We staan er vaak van te kijken wat een indrukwekkende bouwwerken mensen lang geleden al wisten te maken zonder hulp van moderne technologie. Denk aan de piramides in Egypte of recenter de grote kathedralen in Europa. Ook de schepen die meer dan 7000 jaar geleden over de Middellandse Zee voeren zijn zo’n vernuftige uitvinding.
Veel van de belangrijkste beschavingen van Europa vinden hun oorsprong aan de Middellandse Zee. Tijdens het neolithicum, dat duurde van 10.000 tot 2200 voor Christus, reisden groepen mensen over het water en dreven er handel langs de kust, zo blijkt uit archeologische opgravingen van schepen en de aanwezigheid van nederzettingen aan de kusten en op de eilanden.
Kano’s van uitgeholde boomstammen
Hoe vooruitstrevend de scheepvaart was in die tijd toont een nieuwe studie naar kano’s aan in het neolithische kustplaatsje La Marmotta, bij Rome in Italië. Opgravingen hebben daar vijf kano’s blootgelegd die zijn gemaakt van uitgeholde boomstammen en dateren van ergens tussen 5700 en 5100 voor Christus. De boten zijn gebouwd met vier verschillende soorten hout, wat ongebruikelijk is voor die tijd en er zijn geavanceerde bouwtechnieken gebruikt, zoals dwarsversterkingen, bedoeld om een constructie sterker te maken.
Bij één kano zijn ook drie T-vormige houten constructies aangetroffen, ieder met een paar gaten erin, die waarschijnlijk zijn gebruikt om touwen mee vast te maken die verbonden waren met bijvoorbeeld zeilen. Deze kenmerken wijzen erop dat het om zeewaardige scheepjes gaat, iets wat nog eens wordt bevestigd door de aanwezigheid van stenen gereedschappen, die ook teruggevonden zijn op nabijgelegen eilanden.
Knap staaltje techniek
Het zijn extreem bijzondere voorbeelden van prehistorische boten, vinden de onderzoekers, omdat de constructie een buitengewone kennis vereist van het structurele ontwerp van een boot en de eigenschappen van hout plus goed georganiseerde gespecialiseerde arbeid.

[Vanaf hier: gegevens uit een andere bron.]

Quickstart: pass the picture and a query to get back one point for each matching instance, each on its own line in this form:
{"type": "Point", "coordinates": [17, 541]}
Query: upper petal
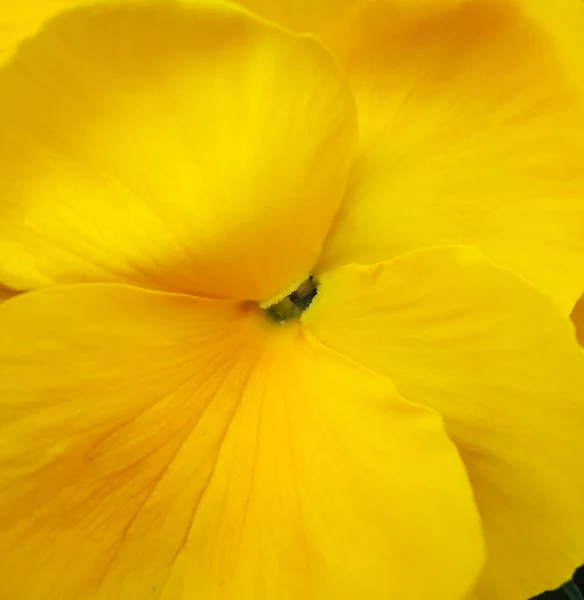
{"type": "Point", "coordinates": [501, 364]}
{"type": "Point", "coordinates": [180, 146]}
{"type": "Point", "coordinates": [167, 447]}
{"type": "Point", "coordinates": [470, 126]}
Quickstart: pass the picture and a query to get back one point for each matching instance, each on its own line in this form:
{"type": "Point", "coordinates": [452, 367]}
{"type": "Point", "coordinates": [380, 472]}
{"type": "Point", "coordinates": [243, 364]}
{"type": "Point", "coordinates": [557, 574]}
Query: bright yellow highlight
{"type": "Point", "coordinates": [409, 424]}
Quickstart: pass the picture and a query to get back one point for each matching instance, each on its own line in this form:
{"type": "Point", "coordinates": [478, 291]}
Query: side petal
{"type": "Point", "coordinates": [501, 364]}
{"type": "Point", "coordinates": [167, 447]}
{"type": "Point", "coordinates": [5, 293]}
{"type": "Point", "coordinates": [181, 146]}
{"type": "Point", "coordinates": [470, 134]}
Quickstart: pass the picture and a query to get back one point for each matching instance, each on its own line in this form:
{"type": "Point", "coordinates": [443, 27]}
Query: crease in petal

Maar de ontdekking zegt ook iets over de huidige scheepsbouw: de overeenkomsten tussen de kano’s en recentere technologie maken duidelijk dat veel van de grote vooruitgang in de zeiltechniek plaatsvond in het vroege Neolithicum. Toen leerden we als het ware zeilen en we hebben de boten zeker nog verfijnd en verbeterd, maar de basistechniek bleef goeddeels hetzelfde.
Nog veel meer te vinden
De onderzoekers denken dat er nog meer boten verborgen liggen bij La Marmotta en ze hopen dan ook er nog veel meer onderzoek te gaan doen. Hoe dan ook zijn het de oudste boten die ooit in het Middellandse Zeegebied zijn gevonden. “Datering van de Neolithische kano’s bij La Marmotta maakt duidelijk dat het de oudste zijn in de Méditerranée. Ze leveren daarmee kennis over de Neolithische navigatie, die van onschatbare waarde is. Deze studie onthult de geweldige technologische vooruitgang van de vroege agrarische gemeenschappen, die over uitstekende houtbewerkingsvaardigheden beschikten en al complexe schepen konden bouwen.”

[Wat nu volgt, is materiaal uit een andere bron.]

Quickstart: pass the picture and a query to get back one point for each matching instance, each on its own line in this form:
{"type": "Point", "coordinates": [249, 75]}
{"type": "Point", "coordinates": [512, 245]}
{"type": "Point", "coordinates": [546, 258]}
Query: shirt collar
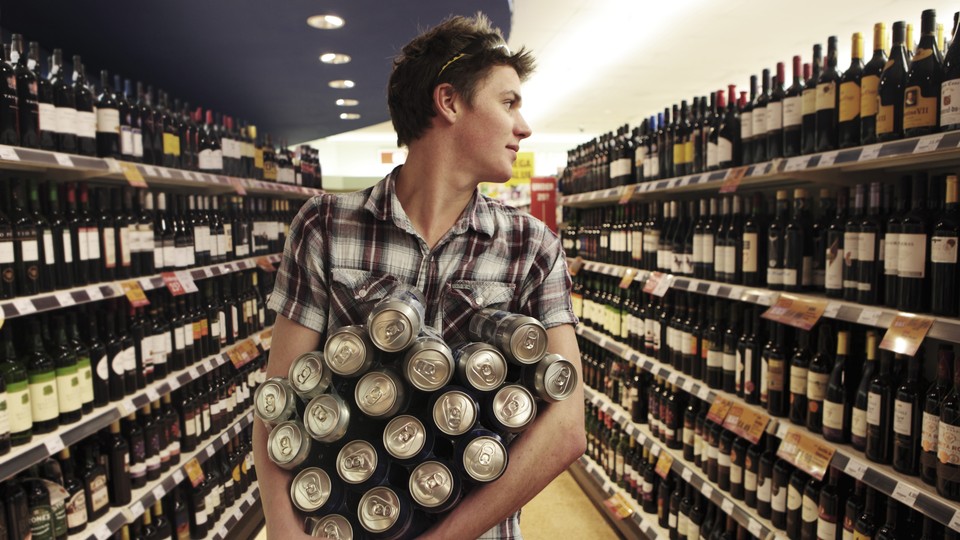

Het Neolithicum was een belangrijke tijd, waarin veel veranderde. De periode duurde zoals gezegd van 10.000 tot 2200 voor Christus en wordt ook wel de Nieuwe of Jonge Steentijd genoemd. Het tijdperk markeert de overgang van het nomadische bestaan van jager-verzamelaars naar een agrarische samenleving waarbij mensen in nederzettingen woonden en leefden van landbouw en veeteelt. Belangrijk hierbij is dat mensen voorraden wisten aan te leggen voor slechte tijden, waardoor ze niet verder hoefden te trekken op zoek naar nieuw voedsel. Deze transformatie kon plaatsvinden door grote sociale en technologische ontwikkelingen. Er wordt dan ook wel gesproken van de neolithische revolutie. Daarin werden bijvoorbeeld ook voor het eerst gepolijste stenen werktuigen en aardewerk gebruikt. De twee belangrijkste uitvindingen uit die tijd, aardewerk en landbouw, vonden overigens niet tegelijkertijd plaats. In Europa en Oost-Azië kwam eerst het aardewerk en daarna de landbouw, terwijl dat in West-Azië andersom was. Aan het eind van het tijdperk werden het wiel en het schrift uitgevonden. Toen ook de metaalbewerking zijn intrede deed, kon de Bronstijd beginnen.